Todo tipo de comércio e de atividades não essenciais também deixam de funcionar aos domingos. Isso se aplica a restaurantes, shopping centers, academias e comércio em geral. Nos outros dias da semana poderão abrir ao público das 10h às 22h com 50% de ocupação. Aos domingos e fora desses horários, durante a semana, só será permitido o atendimento na modalidade delivery.
RESTRIÇÕES
Nos municípios, continuam prevalecendo a realidade local, devendo ser seguidas as determinações da administração municipal, com regras mais ou menos restritivas com relação às atividades, horários, modalidade de atendimento e ocupação de espaços públicos.

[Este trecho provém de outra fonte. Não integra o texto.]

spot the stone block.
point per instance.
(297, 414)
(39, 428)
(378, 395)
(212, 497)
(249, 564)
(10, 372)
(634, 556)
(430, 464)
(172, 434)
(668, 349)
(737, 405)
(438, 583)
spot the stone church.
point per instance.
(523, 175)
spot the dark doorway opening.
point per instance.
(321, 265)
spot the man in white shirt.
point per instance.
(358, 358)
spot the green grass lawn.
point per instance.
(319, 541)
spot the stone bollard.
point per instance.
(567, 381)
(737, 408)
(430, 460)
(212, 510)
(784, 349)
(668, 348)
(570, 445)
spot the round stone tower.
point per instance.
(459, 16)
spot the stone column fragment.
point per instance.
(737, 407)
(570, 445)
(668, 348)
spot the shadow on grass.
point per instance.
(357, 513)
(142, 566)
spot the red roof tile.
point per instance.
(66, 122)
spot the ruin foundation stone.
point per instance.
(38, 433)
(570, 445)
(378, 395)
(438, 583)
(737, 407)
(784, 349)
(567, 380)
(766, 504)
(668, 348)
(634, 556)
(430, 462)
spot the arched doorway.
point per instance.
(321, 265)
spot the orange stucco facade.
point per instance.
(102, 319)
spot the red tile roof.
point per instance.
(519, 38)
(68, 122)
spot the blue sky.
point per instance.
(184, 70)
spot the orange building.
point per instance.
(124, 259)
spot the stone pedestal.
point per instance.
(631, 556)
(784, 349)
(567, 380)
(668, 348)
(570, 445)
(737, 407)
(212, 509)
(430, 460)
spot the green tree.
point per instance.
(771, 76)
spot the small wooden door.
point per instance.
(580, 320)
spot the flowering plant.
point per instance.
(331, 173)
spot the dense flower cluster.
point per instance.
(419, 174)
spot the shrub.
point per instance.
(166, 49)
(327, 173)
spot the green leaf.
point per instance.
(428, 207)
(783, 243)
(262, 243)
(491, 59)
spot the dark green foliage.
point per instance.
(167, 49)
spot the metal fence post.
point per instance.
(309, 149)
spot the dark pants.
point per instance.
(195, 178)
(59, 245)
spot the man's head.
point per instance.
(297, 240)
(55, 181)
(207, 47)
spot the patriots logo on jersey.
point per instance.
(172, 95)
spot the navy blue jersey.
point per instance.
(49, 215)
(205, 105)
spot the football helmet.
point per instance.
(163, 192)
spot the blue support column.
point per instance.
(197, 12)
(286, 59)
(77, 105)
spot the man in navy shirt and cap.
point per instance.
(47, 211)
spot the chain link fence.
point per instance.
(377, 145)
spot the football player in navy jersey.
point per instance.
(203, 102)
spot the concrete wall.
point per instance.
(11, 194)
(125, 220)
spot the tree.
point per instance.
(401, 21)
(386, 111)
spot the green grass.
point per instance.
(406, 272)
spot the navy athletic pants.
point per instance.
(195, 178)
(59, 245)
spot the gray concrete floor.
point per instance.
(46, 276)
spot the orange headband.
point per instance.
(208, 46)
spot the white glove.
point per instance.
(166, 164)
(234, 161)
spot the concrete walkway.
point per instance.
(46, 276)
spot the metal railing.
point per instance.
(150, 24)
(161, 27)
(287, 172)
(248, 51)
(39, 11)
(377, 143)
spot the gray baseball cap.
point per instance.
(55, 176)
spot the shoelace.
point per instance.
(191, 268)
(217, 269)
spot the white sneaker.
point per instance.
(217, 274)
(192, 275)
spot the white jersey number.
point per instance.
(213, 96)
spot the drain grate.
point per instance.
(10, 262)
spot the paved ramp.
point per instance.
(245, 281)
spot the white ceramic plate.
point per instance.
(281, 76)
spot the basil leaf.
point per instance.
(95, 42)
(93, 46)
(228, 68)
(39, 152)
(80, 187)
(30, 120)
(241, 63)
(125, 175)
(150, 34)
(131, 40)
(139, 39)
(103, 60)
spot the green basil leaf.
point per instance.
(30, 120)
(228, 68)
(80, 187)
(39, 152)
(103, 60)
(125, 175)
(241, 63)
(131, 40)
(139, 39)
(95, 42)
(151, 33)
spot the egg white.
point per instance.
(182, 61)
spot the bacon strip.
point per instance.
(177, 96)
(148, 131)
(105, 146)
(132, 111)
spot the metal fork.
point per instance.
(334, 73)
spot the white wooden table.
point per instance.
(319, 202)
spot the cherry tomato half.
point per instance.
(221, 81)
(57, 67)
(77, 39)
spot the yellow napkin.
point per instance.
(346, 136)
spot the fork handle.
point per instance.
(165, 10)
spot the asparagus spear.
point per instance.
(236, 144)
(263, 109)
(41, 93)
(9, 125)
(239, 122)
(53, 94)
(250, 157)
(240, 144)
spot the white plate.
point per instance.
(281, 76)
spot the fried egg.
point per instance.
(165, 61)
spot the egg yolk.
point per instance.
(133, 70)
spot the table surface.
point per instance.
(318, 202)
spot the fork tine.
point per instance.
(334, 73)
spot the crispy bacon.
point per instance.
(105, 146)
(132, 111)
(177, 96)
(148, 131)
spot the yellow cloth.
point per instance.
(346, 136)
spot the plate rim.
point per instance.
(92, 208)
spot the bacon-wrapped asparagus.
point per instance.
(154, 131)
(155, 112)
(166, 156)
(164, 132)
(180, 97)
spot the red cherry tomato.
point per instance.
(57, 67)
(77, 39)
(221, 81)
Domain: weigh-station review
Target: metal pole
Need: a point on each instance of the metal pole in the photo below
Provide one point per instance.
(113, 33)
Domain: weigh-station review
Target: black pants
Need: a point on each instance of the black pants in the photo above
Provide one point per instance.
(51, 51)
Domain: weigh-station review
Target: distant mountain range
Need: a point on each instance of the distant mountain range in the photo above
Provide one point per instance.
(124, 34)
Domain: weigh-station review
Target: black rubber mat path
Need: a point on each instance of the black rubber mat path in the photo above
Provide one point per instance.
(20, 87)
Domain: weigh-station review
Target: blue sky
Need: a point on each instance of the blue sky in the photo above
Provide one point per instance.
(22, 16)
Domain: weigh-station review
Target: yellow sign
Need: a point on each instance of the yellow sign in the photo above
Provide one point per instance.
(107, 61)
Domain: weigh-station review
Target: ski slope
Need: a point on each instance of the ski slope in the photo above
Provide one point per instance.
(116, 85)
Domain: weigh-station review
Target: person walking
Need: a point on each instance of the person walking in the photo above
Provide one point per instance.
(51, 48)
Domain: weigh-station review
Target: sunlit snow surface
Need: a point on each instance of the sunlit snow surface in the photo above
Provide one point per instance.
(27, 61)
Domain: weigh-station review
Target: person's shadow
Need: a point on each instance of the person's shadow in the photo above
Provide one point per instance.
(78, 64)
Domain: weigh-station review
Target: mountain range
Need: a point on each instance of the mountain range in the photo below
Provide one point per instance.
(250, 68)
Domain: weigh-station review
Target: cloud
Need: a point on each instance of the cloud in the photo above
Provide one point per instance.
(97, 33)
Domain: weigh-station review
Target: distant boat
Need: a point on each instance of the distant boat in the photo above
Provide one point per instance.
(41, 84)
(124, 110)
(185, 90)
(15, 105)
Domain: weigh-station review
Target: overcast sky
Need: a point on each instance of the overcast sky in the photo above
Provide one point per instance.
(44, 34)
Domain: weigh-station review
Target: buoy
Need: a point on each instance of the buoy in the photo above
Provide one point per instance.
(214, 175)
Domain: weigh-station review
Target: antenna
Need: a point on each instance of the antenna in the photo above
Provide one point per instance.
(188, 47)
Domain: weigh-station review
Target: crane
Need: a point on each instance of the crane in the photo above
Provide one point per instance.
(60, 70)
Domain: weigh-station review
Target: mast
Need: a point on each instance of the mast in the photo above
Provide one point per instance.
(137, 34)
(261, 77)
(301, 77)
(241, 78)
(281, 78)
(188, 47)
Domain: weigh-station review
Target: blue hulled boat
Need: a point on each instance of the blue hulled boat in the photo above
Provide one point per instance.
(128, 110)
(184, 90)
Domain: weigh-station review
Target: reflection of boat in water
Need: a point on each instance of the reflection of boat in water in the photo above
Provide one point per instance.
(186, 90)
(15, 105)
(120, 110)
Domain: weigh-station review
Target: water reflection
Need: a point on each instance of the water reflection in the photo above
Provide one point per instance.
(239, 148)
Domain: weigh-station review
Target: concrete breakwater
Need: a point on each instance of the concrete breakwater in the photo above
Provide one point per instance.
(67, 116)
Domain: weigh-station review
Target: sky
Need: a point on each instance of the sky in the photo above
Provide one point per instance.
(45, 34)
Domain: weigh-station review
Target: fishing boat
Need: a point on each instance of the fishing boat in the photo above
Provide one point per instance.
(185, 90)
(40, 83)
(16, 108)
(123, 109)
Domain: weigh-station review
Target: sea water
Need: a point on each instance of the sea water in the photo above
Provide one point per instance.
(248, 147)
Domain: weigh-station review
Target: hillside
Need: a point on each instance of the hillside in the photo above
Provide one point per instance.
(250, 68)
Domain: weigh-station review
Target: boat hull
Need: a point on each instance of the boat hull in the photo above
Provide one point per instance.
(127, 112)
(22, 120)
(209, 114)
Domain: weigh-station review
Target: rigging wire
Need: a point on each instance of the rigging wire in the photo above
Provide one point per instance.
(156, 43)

A Secretaria de Estado da Segurança Pública, por meio da Polícia Militar, e em cooperação com as guardas municipais estarão responsáveis pela fiscalização para garantir o cumprimento integral do decreto.
SERVIÇOS ESSENCIAIS
Serviços e atividades essenciais, como supermercados, farmácias e clínicas médicas, não terão que atender às regras de toque de recolher e de funcionamento, conforme definição de serviços essenciais especificados no decreto 4.313, de 21 de março de 2020.
NÃO ESSENCIAIS
Continuam proibidas atividades que causem aglomerações, como casas de shows, circos, teatros e cinemas; eventos sociais e atividades correlatas em espaços fechados, como casas de festas, de eventos, incluídas aquelas com serviços de buffet; os estabelecimentos destinados a mostras comerciais, feiras, eventos técnicos, congressos e convenções; casas noturnas e correlatos; além de reuniões com aglomeração de pessoas, encontros familiares e corporativos.
Reuniões e encontros familiares e corporativos poderão ser realizados de segunda-feira a sábado, desde que não ultrapassem o número de 50 pessoas, nos dias e horários estabelecidos pelo toque de recolher.
As práticas religiosas devem atender a Resolução 440/2021 da Secretaria da Saúde, publicada em 26 de fevereiro, que orienta templos, igrejas e outros espaços a adotarem, preferencialmente, o formato virtual. Em casos de atividades presenciais, os locais devem respeitar o limite de 35% da ocupação.